Un’altra svalutazione del cambio dopo otto mesi. All’inizio di questo mese la Banca Centrale della Nigeria ha mutato i criteri di fissazione del tasso di cambio, permettendo così al naira di muoversi maggiormente in linea con i fondamentali di mercato. Ne è seguito un collasso del 40% contro il dollaro. Ma sembra che non basti, se è vero che al mercato nero la valuta emergente risulta essere ancora di quasi il 5% più debole del tasso ufficiale. In tutto questo marasma, i bond nigeriani denominati in dollari si sono prima apprezzati e nelle ultime sedute stabilizzati.

Non è poco.

Multinazionali in fuga dalla Nigeria

Ha fatto impressione l’addio di Procter & Gamble al paese africano per l’impossibilità di convertire i proventi maturati in dollari. E’ solo una delle centinaia di multinazionali che hanno deciso di lasciare la Nigeria per la carenza di valuta estera, che rende proibitive le importazioni e, quindi, la produzione. Il presidente Bola Tinubu, in carica da meno di un anno, sta cercando di risollevare le sorti di quella che fino a pochi anni fa veniva definitiva “stella d’Africa” per le sue potenzialità promettenti. L’economia da 400 miliardi di dollari è rimasta vittima di corruzione, violenze di gruppi islamisti e inefficienze statali spaventose.

Bond nigeriani ad alto rischio default

Tornando ai bond nigeriani, il loro rating è assai basso: B- per S&P e Fitch, Caa1 per Moody’s. Il rischio default è considerato altissimo. In effetti, parliamo di un paese con un debito pubblico relativamente basso (meno del 40% del PIL), ma la cui spesa per interessi assorbe quasi i tre quarti delle entrate fiscali. Queste sono ferme al 7% del PIL, una delle percentuali più basse al mondo. Da cui un deficit che continua ad attestarsi al 5%. E parliamo di un esportatore di petrolio. Ma pensate che la Nigeria non riesce ad estrarlo a sufficienza.

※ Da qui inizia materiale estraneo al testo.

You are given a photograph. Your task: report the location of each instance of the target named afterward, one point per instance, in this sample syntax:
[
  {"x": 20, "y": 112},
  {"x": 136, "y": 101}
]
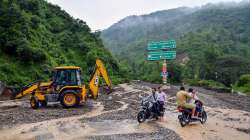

Appartiene all’OPEC e le è stata assegnata di recente una quota di 1,8 milioni di barili al giorno, ma si è fermata a 1,4 milioni.

Scarseggiano i dollari

Per valutare la solidità dei bond nigeriani in dollari dobbiamo, anzitutto, capire quanta valuta estera vi sia in cassa. Le riserve valutarie a gennaio sono leggermente risalite a 33,37 miliardi, ma tenete conto che una ventina sono da restituire a seguito della stipulazione di contratti derivati. E il debito estero del settore pubblico ammonta a circa 42 miliardi, di cui quasi un quarto a breve termine. Per fortuna la bilancia commerciale è in attivo, così come le partite correnti (inclusive dei movimenti finanziari) tendono al sostanziale pareggio.

Questo significa che le relazioni con il resto del mondo per il momento non impatterebbero negativamente sulle riserve. Ma c’è da dire che la banca centrale da anni limita le importazioni di beni all’osso. D’altra parte, la loro graduale rimozione si sta accompagnando alla drastica svalutazione di questi mesi, che a sua volta dovrebbe rendere più onerose le importazioni e favorire così la produzione domestica. Processi non immediati, anche perché i produttori esteri non vogliono attendere di vedere i risultati.

Ecco i rendimenti dei bond nigeriani

I bond nigeriani in dollari con scadenza 28 novembre 2027 e cedola 6,50% (ISIN: XS1717011982) sono risaliti a quasi 91 centesimi dagli 81 di ottobre. Offrono un rendimento lordo superiore al 9,65%. La scadenza 16 febbraio 2032, della durata residua di otto anni e con cedola 7,875% (ISIN: XS1566179039), si acquista per 88 centesimi dai 74,50 di ottobre e rende il 10,37%. E andando sul tratto più lungo della curva, troviamo la scadenza del 23 febbraio 2038 con cedola 7,696% (ISIN: XS1777972941) a meno di 80 centesimi rende il 10,80%. Ad ottobre scambiava a meno di 65.

Ci troviamo dinnanzi a rendimenti circa tripli rispetto ai nostri titoli di stato. Rischio di cambio a parte, qui il problema è dettato dalla carenza di valuta con cui il governo dovrebbe fronteggiare i pagamenti dei bond nigeriani nei prossimi mesi e anni.

La svalutazione da sé non basta, se poi non si trovano i modi per rilanciare la produzione domestica. Ad oggi, l’ormai ex “stella d’Africa” ha legato eccessivamente le sue sorti al petrolio, non essendo stata neppure in grado di approfittare delle fasi positive per le quotazioni internazionali.